Lecture 09: Inspecting and Modifying Data

DATA 351: Data Management with SQL

Lucas P. Cordova, Ph.D.

Willamette University

February 25, 2026

Learning Objectives

What You Will Be Able to Do

By the end of this lesson, you will be able to:

  • Identify (Remember) common data quality issues: duplicates, NULLs, inconsistencies, and typos in a staging table
  • Analyze (Analyze) raw data using GROUP BY, count(), length(), and WHERE to find anomalies
  • Apply (Apply) UPDATE, ALTER TABLE ADD/DROP COLUMN, and DELETE to fix data quality issues
  • Create (Apply) backup copies of tables and temporary columns as safety nets before modifying data
  • Evaluate (Evaluate) when to use transactions (START TRANSACTION, COMMIT, ROLLBACK) to protect against mistakes
  • Construct (Create) a multi-step data cleaning workflow that prepares staging data for migration into normalized tables

The Big Picture

Where We Are

Last time we built tables with constraints. Now we clean the data that goes into them.

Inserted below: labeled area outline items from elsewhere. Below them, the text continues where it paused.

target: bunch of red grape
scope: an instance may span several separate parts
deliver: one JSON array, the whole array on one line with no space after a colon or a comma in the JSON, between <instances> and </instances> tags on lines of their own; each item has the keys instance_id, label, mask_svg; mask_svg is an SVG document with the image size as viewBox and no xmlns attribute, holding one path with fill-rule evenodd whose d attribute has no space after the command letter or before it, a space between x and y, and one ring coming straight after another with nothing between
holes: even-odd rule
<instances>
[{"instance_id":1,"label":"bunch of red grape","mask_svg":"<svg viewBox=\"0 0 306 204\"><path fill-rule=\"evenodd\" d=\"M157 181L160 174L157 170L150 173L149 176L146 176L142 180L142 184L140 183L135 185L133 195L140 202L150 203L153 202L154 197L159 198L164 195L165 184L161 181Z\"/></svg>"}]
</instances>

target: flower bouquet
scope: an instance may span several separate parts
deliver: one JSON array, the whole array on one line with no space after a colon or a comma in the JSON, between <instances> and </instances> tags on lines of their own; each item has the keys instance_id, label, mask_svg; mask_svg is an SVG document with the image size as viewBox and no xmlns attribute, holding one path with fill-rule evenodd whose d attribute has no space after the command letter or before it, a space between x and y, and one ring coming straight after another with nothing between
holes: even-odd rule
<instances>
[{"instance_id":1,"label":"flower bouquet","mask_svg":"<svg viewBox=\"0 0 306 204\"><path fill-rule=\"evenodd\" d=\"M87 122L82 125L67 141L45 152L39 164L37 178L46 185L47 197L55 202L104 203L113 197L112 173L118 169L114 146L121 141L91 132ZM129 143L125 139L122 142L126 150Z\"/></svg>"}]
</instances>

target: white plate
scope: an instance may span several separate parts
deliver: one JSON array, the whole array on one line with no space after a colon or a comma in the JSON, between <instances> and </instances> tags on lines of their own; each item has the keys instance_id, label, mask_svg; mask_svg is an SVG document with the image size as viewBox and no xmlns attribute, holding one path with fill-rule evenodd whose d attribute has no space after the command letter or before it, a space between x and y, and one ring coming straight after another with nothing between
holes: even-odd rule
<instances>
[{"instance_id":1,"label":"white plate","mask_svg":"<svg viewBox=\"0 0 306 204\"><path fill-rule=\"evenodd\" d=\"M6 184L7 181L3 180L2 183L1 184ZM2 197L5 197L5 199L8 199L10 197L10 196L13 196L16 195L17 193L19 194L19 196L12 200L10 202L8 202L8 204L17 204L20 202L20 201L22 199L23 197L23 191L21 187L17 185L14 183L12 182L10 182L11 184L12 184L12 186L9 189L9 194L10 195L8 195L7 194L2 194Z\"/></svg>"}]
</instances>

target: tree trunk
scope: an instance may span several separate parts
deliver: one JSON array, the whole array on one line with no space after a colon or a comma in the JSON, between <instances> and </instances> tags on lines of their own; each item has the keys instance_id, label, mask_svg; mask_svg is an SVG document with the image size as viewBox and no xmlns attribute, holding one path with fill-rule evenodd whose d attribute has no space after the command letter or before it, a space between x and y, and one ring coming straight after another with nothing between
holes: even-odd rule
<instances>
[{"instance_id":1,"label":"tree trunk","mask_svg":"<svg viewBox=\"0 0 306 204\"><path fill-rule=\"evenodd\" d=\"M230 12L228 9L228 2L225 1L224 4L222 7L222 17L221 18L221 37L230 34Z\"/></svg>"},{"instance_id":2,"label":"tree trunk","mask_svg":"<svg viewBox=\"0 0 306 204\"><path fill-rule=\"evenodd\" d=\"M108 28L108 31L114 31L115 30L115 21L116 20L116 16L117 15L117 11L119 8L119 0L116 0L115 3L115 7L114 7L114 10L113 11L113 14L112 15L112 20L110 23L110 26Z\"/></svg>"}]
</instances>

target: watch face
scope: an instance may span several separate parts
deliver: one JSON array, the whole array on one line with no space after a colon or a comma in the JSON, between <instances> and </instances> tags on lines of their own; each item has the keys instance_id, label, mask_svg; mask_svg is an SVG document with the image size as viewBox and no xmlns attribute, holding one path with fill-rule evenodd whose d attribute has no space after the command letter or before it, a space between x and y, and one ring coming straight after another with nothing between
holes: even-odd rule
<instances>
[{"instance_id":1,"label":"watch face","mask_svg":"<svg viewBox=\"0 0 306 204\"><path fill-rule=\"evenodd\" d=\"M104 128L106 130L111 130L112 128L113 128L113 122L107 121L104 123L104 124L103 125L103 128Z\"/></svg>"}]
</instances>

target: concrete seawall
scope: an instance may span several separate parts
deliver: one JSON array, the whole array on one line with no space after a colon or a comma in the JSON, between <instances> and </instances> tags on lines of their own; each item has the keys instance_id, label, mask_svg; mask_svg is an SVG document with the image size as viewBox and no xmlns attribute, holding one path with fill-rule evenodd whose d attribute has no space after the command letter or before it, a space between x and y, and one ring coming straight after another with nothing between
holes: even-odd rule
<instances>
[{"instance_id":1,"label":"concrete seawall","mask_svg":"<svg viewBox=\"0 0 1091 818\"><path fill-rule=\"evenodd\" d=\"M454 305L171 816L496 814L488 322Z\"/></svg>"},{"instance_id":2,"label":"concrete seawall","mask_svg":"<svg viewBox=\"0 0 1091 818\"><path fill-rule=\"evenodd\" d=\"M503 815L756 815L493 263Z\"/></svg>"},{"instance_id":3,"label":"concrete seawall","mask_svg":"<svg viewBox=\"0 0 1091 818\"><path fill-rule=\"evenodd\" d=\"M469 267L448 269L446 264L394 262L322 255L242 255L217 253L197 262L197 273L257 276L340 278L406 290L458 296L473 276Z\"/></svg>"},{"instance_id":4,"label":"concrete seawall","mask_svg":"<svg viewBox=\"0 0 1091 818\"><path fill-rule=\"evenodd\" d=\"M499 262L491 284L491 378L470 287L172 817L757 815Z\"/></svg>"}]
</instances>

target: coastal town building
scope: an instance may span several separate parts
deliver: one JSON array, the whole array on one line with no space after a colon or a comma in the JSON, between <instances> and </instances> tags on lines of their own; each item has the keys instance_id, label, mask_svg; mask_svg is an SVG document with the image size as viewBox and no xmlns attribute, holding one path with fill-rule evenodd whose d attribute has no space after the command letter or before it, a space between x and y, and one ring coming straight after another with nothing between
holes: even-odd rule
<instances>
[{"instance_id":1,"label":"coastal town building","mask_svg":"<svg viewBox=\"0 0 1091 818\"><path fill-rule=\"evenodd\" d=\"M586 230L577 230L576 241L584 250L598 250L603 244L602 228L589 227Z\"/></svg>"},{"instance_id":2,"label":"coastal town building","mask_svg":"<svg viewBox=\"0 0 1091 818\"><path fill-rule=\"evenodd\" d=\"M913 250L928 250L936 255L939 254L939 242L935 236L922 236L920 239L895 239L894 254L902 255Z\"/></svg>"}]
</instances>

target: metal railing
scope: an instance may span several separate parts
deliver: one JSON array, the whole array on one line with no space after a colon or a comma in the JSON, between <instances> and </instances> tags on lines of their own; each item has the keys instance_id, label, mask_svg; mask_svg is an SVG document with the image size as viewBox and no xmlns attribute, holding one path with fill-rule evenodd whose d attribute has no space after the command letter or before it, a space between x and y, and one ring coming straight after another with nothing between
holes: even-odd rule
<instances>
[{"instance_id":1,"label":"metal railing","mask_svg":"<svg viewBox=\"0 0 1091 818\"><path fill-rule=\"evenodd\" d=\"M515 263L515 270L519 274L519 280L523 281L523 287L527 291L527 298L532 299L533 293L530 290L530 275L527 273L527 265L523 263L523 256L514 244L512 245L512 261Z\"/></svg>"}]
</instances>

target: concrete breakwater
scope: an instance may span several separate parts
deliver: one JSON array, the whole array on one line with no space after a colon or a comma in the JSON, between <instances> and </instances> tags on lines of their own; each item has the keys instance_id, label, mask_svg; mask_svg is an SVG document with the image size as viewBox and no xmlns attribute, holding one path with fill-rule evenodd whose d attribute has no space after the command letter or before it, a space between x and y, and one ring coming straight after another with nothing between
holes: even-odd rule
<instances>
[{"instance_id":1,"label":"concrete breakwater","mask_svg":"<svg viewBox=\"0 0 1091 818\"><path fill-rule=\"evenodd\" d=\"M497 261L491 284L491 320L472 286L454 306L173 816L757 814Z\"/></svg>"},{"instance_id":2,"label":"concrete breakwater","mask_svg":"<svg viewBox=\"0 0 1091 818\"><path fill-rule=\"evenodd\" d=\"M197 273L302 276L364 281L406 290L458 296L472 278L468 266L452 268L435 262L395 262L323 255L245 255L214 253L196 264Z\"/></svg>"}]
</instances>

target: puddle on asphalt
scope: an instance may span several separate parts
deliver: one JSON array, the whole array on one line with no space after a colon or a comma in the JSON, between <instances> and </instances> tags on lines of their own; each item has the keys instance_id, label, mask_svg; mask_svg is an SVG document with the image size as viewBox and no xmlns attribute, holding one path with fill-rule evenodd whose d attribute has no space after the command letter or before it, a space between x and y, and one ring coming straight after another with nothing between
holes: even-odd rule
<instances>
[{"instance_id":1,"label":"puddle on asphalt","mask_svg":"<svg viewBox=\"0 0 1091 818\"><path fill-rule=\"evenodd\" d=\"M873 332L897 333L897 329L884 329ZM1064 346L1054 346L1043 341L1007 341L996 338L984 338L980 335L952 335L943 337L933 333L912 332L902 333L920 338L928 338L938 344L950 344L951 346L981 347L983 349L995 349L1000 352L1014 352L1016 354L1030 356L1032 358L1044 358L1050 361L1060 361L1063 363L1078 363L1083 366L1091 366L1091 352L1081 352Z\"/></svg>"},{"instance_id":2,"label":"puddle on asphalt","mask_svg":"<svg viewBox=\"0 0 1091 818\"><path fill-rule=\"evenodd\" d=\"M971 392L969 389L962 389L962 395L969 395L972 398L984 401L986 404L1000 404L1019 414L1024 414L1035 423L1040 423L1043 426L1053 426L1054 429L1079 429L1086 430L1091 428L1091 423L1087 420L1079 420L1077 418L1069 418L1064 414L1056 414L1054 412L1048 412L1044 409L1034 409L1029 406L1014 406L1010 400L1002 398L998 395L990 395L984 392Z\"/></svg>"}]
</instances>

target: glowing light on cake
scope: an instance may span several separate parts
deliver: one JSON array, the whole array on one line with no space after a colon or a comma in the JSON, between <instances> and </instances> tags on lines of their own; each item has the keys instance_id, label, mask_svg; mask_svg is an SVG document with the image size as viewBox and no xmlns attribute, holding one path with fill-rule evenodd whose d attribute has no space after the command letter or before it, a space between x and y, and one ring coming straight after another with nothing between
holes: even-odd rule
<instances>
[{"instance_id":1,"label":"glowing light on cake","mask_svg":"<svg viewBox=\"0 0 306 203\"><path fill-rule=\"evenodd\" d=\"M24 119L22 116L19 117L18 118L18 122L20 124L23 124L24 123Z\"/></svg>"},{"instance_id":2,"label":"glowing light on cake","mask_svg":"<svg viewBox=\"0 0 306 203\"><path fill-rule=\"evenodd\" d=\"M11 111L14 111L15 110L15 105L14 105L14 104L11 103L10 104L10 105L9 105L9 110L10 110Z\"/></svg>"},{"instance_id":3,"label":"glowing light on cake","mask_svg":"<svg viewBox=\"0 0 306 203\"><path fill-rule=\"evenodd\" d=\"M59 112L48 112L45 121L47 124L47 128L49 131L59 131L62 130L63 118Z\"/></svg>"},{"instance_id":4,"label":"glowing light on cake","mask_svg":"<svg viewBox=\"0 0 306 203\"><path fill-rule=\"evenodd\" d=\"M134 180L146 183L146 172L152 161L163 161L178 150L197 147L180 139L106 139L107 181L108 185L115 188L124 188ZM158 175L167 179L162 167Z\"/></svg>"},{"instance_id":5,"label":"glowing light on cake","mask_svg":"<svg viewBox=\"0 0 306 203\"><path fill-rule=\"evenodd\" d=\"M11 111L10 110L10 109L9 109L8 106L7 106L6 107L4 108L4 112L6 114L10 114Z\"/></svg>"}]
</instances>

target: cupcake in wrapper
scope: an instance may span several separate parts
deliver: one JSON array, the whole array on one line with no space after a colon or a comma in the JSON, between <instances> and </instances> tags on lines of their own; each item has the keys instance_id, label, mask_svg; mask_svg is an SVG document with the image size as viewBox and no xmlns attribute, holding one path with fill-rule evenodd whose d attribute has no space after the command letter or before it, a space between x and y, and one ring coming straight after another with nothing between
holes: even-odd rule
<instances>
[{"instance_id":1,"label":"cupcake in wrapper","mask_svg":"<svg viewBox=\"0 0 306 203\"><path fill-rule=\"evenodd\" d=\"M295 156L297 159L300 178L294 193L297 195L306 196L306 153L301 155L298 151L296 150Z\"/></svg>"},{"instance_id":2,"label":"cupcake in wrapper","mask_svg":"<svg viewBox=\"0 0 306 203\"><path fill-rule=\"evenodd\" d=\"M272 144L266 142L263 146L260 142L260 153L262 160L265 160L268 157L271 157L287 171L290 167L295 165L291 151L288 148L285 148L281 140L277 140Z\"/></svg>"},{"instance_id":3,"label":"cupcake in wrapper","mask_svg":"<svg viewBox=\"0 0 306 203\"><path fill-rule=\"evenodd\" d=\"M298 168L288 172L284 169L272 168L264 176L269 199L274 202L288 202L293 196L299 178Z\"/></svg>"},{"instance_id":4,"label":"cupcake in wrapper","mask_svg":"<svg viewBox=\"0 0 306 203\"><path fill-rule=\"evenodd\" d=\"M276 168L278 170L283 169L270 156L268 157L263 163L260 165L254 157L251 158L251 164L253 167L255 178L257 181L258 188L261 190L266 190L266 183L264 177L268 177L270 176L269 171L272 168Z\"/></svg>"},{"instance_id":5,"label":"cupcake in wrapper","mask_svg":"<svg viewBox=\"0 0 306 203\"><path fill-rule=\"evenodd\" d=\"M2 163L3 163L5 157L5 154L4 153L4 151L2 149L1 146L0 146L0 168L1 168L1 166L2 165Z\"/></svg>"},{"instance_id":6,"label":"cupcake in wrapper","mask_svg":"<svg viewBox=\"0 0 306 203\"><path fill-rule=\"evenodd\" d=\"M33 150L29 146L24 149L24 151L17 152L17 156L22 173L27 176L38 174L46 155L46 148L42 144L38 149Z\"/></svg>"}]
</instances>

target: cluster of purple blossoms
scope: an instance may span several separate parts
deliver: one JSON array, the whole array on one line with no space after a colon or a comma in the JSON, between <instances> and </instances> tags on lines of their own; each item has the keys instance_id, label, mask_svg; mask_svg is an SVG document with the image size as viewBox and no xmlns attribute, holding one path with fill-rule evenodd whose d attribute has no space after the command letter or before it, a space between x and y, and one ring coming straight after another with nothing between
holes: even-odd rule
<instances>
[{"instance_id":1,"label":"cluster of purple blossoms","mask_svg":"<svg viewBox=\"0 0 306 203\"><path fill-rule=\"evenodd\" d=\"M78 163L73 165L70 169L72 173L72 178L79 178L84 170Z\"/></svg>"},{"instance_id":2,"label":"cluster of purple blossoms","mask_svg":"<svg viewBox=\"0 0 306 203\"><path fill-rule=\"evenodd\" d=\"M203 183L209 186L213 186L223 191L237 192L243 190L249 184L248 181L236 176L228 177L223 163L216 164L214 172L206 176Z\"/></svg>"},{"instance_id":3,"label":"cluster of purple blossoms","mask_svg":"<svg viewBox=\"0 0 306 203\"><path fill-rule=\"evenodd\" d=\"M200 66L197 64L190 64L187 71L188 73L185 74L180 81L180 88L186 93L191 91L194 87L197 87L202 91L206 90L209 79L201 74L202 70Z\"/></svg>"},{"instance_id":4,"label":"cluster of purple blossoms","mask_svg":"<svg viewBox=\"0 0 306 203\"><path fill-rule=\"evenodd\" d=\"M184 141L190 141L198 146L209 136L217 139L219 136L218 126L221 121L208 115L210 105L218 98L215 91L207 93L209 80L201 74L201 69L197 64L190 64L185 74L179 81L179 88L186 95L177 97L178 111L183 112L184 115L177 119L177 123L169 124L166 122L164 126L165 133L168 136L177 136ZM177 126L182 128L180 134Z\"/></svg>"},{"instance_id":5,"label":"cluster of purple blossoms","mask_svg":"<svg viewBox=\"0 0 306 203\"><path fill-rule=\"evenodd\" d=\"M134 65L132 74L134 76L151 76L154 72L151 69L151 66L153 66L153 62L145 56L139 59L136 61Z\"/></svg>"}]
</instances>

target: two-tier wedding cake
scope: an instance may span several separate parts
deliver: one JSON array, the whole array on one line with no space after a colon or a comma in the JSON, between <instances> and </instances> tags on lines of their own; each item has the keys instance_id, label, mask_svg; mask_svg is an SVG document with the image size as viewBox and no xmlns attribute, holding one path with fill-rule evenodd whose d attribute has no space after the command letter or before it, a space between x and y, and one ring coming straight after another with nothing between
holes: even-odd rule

This is the step most people skip and then regret. Constraints will reject dirty data at the door, so we need to clean it first.

Today’s Agenda

We are data janitors today. No cap, this is 80% of real data work:

  • Setting up exercise data
  • Finding duplicates, NULLs, inconsistencies, and typos
  • Backup strategies (because mistakes happen)
  • UPDATE for fixing data
  • ALTER TABLE for temporary columns
  • DELETE for removing bad rows
  • Transactions for safety
  • Preparing data for migration

Setting Up the Exercise Data

Creating the Database

Open Beekeeper Studio or pgAdmin and run:

CREATE DATABASE lc_music;

Then connect to the lc_music database before running the next step.

Loading the Script

  1. Download music_staging_setup.sql from the course site
  2. Open it in Beekeeper or pgAdmin (connected to lc_music)
  3. Select all (Ctrl+A) and execute (Ctrl+Enter in Beekeeper, or click Execute in pgAdmin)

The script creates:

  • music_catalog_staging – our messy raw data (40+ rows of chaos)
  • artists, albums, tracks – our clean normalized target tables (empty, waiting)

Verify the Setup

SELECT count(*) FROM music_catalog_staging;

You should see 40 rows. If you see 0, you did not run the INSERT statements. If you see 80, you ran the script twice. Either way, drop and re-run.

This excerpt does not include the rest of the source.